A bearing is one of the elements which determines the performance of the motor. As in the apparatus shown in FIGS. 13 and 14, a ball bearing has been conventionally used as the bearing. A dynamic pressure fluid bearing has drawn attention and has been adopted as a bearing which complies with the demands at a high level. The dynamic pressure fluid bearing comprises a cylindrical shaft; a hollow cylindrical metal sleeve fitted thereon with a gap provided therebetween; and a herringbone groove provided on the shaft or the sleeve. Lubricating fluid (oil) is filled in the gap. With the rotation of a rotor, pressure is generated in the fluid, thus supporting the rotor. Theoretically, the dynamic pressure fluid bearing is superior as the bearing of the apparatus according to the present invention, because the mechanism thereof has a small volume; makes little noise because the rotor is supported through oil; is resistant to shock; is not subject to the shaft becoming significantly eccentric due to intergration effect because the load is received by the entire periphery of the shaft. The dynamic pressure fluid bearing has, however, a disadvantage that the performance thereof deteriorates when oil becomes scanty and that an apparatus is polluted by oil which flows out therefrom. Thus, it is necessary to solve this problem.
In addition to solving the problem of the dynamic pressure fluid bearing having a smaller volume and making less noise than the ball bearing, improvements are desired for other constituent elements of the motor. More specifically, there are demands in particular for an improvement in the winding density of a coil and a reduction in the vibration of a bracket and the like.
There is also a demand for an improvement in the construction of a portion for electrically connecting a member of the motor of a disc-driving apparatus and a control circuit thereof with each other. Conventionally, a terminal wire (called a lead wire in the followings description of a driving coil is manually connected with a printed wiring board by soldering. But recently, it has become very difficult to perform this operation due to the miniaturization of the motor, and hence the development of a novel connection method is desired. Conventionally, a flexible substrate and a connector are used to connect the coil and the control circuit, which makes it difficult to automate the connection between the connector and the control circuit. The miniaturization of the motor and the apparatus causes another problem in that the volume of the flexible substrate and that of the connector are great relative to the volume of the motor and that of the apparatus.
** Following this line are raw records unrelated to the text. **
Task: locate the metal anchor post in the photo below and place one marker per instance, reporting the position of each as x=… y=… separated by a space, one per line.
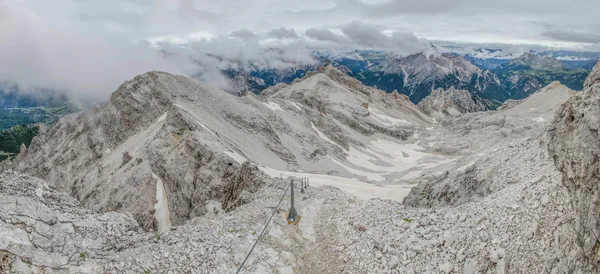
x=293 y=218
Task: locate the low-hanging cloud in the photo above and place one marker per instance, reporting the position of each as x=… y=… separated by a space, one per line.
x=283 y=33
x=367 y=35
x=326 y=35
x=572 y=36
x=37 y=56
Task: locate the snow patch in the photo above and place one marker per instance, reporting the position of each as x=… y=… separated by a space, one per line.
x=163 y=117
x=235 y=156
x=296 y=105
x=324 y=137
x=273 y=106
x=386 y=120
x=361 y=190
x=161 y=208
x=463 y=168
x=369 y=175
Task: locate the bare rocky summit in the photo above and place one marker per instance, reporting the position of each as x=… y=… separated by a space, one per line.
x=175 y=176
x=441 y=103
x=574 y=145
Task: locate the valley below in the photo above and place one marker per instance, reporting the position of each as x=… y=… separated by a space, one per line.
x=175 y=176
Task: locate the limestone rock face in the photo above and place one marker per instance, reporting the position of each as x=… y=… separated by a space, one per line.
x=574 y=144
x=111 y=157
x=167 y=139
x=451 y=103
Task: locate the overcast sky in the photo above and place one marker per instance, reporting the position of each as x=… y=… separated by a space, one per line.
x=70 y=44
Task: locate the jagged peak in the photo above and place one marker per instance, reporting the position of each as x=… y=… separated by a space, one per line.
x=592 y=79
x=536 y=61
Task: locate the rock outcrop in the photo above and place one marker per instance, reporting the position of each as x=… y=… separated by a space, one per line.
x=170 y=140
x=451 y=103
x=574 y=144
x=113 y=157
x=46 y=231
x=522 y=125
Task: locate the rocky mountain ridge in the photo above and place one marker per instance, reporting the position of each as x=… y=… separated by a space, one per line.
x=451 y=103
x=482 y=192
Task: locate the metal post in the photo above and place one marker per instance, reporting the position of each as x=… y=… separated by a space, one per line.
x=292 y=217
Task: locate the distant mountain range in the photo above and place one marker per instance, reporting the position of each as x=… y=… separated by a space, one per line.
x=419 y=74
x=490 y=74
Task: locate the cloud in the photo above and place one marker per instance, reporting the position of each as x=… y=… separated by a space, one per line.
x=572 y=36
x=326 y=35
x=37 y=56
x=283 y=33
x=244 y=34
x=367 y=35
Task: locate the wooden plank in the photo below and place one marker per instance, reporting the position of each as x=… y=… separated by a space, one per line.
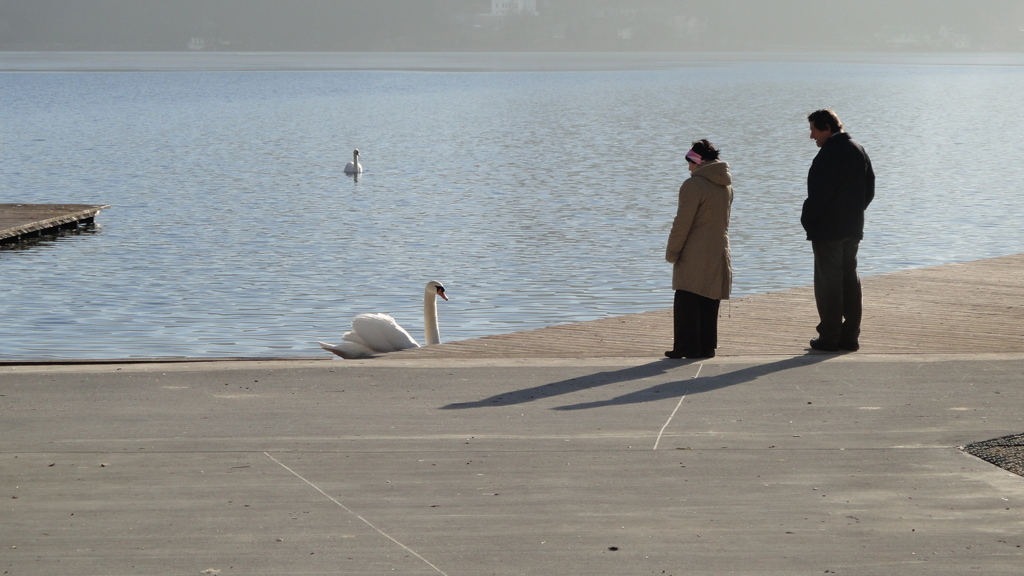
x=968 y=307
x=19 y=220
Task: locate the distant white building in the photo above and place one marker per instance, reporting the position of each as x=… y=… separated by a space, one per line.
x=509 y=7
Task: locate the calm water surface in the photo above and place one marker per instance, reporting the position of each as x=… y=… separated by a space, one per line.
x=540 y=191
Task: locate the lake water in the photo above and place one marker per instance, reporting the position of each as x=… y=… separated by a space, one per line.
x=539 y=189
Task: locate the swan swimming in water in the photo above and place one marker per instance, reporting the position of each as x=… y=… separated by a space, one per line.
x=378 y=333
x=354 y=167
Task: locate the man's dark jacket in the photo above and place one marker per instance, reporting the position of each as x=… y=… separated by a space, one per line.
x=840 y=186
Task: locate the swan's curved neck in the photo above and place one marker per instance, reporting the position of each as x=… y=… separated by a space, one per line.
x=430 y=328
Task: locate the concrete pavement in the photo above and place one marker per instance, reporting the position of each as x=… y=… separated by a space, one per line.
x=749 y=464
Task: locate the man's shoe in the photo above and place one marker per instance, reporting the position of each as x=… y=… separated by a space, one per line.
x=817 y=343
x=687 y=355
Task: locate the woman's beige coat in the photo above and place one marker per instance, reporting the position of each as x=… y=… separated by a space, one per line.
x=698 y=243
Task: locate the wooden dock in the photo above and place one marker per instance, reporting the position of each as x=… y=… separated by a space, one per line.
x=23 y=221
x=970 y=307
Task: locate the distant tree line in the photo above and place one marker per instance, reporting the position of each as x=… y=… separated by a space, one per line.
x=466 y=25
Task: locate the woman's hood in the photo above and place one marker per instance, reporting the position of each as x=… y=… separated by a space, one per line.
x=716 y=171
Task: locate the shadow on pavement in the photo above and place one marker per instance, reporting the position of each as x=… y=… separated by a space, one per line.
x=659 y=392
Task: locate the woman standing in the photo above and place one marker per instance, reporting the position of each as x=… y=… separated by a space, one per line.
x=698 y=248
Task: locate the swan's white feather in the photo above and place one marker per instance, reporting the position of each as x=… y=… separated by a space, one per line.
x=381 y=333
x=348 y=351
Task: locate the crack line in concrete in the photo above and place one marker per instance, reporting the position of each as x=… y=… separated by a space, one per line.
x=673 y=415
x=347 y=509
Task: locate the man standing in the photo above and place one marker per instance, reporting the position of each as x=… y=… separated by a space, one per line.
x=840 y=186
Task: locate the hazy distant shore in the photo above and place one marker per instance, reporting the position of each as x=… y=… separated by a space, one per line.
x=458 y=62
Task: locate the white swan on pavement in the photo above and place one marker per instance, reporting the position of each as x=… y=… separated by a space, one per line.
x=379 y=333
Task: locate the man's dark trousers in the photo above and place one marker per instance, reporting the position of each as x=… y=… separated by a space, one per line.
x=695 y=324
x=837 y=290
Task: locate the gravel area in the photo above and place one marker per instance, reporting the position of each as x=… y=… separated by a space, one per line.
x=1006 y=452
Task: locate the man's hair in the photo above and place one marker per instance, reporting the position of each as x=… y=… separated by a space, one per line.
x=706 y=150
x=825 y=120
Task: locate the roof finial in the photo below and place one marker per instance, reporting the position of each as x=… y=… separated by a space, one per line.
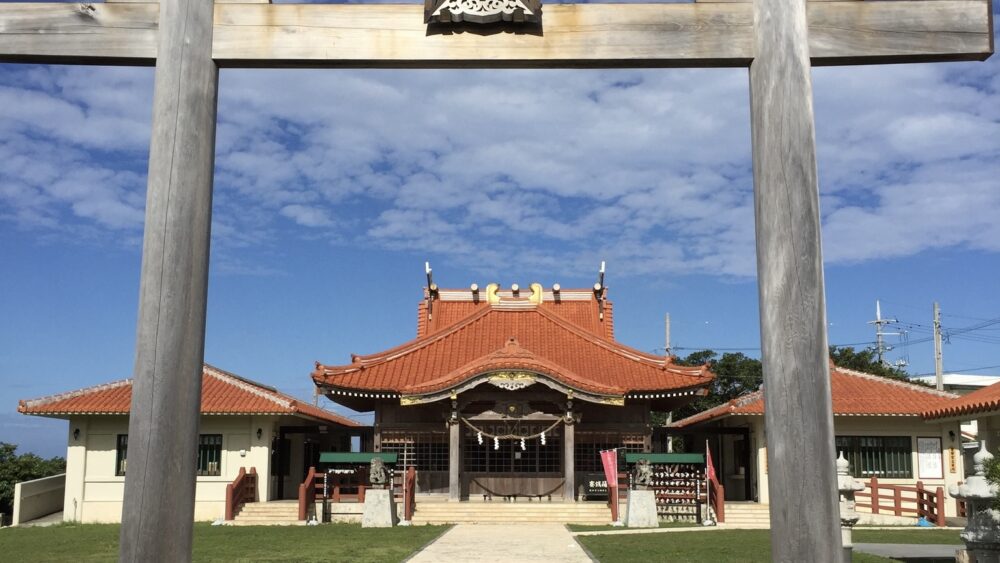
x=599 y=291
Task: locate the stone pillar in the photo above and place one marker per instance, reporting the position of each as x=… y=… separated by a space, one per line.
x=982 y=530
x=847 y=486
x=569 y=468
x=173 y=287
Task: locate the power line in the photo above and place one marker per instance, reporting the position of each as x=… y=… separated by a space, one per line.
x=745 y=348
x=957 y=370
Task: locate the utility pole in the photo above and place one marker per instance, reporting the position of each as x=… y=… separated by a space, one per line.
x=666 y=348
x=938 y=355
x=880 y=347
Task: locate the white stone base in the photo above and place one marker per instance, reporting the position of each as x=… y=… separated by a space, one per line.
x=380 y=509
x=640 y=512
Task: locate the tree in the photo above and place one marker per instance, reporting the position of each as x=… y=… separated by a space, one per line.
x=864 y=360
x=735 y=375
x=16 y=468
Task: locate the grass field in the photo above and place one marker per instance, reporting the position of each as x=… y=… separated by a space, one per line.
x=733 y=545
x=610 y=528
x=351 y=543
x=330 y=542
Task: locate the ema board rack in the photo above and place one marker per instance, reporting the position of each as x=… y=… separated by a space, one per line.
x=678 y=482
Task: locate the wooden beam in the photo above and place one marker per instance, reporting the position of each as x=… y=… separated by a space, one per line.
x=158 y=508
x=571 y=36
x=805 y=521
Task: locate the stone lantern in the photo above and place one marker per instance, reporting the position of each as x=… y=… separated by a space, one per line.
x=847 y=486
x=982 y=531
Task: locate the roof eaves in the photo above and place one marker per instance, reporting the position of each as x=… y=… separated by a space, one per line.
x=25 y=406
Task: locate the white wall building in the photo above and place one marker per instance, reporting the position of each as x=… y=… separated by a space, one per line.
x=878 y=423
x=244 y=424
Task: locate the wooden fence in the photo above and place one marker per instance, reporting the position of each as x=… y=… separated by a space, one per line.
x=903 y=500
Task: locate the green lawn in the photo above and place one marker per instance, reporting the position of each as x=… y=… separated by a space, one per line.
x=733 y=545
x=340 y=542
x=610 y=528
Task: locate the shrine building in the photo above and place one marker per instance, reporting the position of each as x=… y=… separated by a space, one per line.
x=511 y=391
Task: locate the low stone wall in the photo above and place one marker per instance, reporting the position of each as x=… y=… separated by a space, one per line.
x=41 y=497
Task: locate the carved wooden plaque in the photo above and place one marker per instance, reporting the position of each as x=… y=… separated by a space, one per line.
x=482 y=11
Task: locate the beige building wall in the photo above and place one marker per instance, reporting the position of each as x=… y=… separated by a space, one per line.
x=94 y=493
x=914 y=427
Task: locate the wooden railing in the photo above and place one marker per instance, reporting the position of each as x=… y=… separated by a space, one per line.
x=243 y=489
x=342 y=488
x=717 y=498
x=307 y=493
x=904 y=500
Further, a hole used to insert the flexible substrate into the motor and remove it therefrom is sealed with sealing agent consisting of adhesive agent to prevent air from permeating thereinto. Thus, skilled work and much time are required to seal the hole.
In addition, it is important to prevent the quality of the motor from being deteriorated in the process of assembling the motor. The motor constituting the disc-driving apparatus is composed of precision parts, for example, the bracket, but the precision of the parts may be degraded when handled in the assembling operation. The bracket constitutes the base of the motor, thus frequently contacting a motor-placing platform. Therefore, there is a possibility that the finished surface of the bracket will be damaged or soiled. Thus, before a product is shipped, whether or not the finished surface of the bracket has been damaged or soiled is checked with a microscope. In this situation, the development of damage-preventing countermeasures is desired.